Let’s prepare these flavorful and cheesy crisps with the easy procedure (listed below).
STATS
- Cuisine: American-inspired
- Course: Snack
- Diet: Gluten-free, Weight Watchers
- Total Time: 15 to 17 minutes
- Preparation Time: Five minutes
- Cooking Time: 10 to 12 minutes
- Method of cooking: Oven
EQUIPMENT
- oven
- Baking sheet
- 1 mixing bowl
- Spoon
- Baking dish
- Serving plate
INGREDIENTS
- One cup of reduced-fat cheddar cheese, shredded
- Almond flour 1/2 cup
- One-fourth cup of grated Parmesan cheese
- Paprika 1/2 tsp
- 1/4 tsp of garlic powder
- Salt, add to taste
- A dash of crushed black pepper
- Oil
INSTRUCTIONS
- Switch on the oven and set its temperature to 180 degrees C.
- You can also maintain its temperature in Fahrenheit, which is 350 degrees F.
- Next, cover a baking dish with a baking sheet greased with oil.
- Next, add Parmesan cheese, almond flour, paprika powder, salt, cheddar cheese, and black pepper to the bowl.

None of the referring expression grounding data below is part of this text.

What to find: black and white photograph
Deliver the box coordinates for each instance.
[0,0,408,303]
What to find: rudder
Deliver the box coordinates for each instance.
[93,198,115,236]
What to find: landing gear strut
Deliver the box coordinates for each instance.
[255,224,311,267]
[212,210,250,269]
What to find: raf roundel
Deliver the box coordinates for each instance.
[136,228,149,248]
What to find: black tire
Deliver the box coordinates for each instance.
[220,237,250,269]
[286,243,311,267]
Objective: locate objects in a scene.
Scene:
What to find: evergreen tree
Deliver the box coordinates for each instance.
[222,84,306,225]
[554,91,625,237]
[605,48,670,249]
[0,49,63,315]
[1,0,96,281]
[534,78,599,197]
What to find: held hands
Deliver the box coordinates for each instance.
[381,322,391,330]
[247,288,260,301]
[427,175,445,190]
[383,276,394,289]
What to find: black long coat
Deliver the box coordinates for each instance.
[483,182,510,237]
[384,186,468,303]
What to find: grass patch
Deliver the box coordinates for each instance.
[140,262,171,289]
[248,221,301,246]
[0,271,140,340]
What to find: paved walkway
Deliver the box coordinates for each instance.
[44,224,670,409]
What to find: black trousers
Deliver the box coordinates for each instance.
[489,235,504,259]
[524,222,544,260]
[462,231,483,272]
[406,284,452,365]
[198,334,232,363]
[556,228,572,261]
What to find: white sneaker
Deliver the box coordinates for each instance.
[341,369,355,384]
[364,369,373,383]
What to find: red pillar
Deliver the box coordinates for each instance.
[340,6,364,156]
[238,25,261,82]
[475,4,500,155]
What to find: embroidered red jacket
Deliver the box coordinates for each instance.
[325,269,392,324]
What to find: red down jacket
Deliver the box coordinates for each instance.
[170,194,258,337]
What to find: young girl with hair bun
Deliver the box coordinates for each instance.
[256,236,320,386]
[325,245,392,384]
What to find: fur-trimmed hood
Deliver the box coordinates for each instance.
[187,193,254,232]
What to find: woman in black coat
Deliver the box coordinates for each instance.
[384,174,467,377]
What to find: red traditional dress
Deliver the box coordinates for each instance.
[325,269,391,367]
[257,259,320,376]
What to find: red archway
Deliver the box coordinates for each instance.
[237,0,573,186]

- Combine all items with a spoon.
- After that, put the cheese batter in small amounts in the baking dish.
- Bake for 10 to 12 mins or until golden brown and crispy.
- After baking, put the dish aside to chill.
- The tasty and flavorful Weight Watchers Cheese Crisps are ready.
- Place these baked crisps on a plate and enjoy.
SERVING SUGGESTIONS
- Serve the crisps with low-point dips like guacamole or zero-point salsa.
- Pair it with a zero-point chicken chili bowl.
- Roasted tomato basil soup or broccoli cheddar soup goes well with these crisps.
- Incorporate these crisps as a topping over the classic Caesar salad or cobb salad.
- Enjoy this snack dish with a low-point spinach and artichoke dip.
TIPS
- Utilize different sorts of good-quality cheese.
- Select a cheese with less fat to cut calories and points.
- Give each crisp some space for consistent, even cooking.
- Herbs (dried or fresh) like chives, basil, rosemary, thyme, etc., can provide a delightful flavor. Sprinkle these seasonings over the cheese before baking.
- Try this crisp recipe with different sorts of flour, such as oat.
STORAGE INFORMATION
Fridge:
- Before storing, we will cool the crisps at room temperature. After that, store them in an airtight jar and refrigerate them for 2 to 4 days.
Freezer:
- Save the unbaked crisps in a sealed bag and freeze them for 5 to 6 months. Before serving, we will thaw them and cook them.
Reheating:
- The best way to reheat the frozen crisps is air-frying or oven. We will not rewarm frozen crisps in the microwave because it tends to make them unevenly hard or rubbery.
FAQs
Which type of cheese is best to use to make these crisps?
- It’s ideal to use hard cheeses like parmesan, cheddar, asiago, or mozzarella. Don’t eat processed or soft cheeses, as they might not crisp up.
Can I coat cheese with different seasonings?
- Yes, you can season them with garlic powder, Italian herbs, paprika, or Everything Bagel spice to improve flavor.
NUTRITIONAL INFORMATION/SERVING
Per Person Serving 1 crisp
Servings: 12 to 15 crisps
Total Calories 60 kcal
Carbohydrates 2 g
Sugar 0 g
Protein 4 g
Dietary Fiber 0 g
Sodium 100 mg
Total Fat 4 g
Each serving of these crisps has only two Weight Watchers points.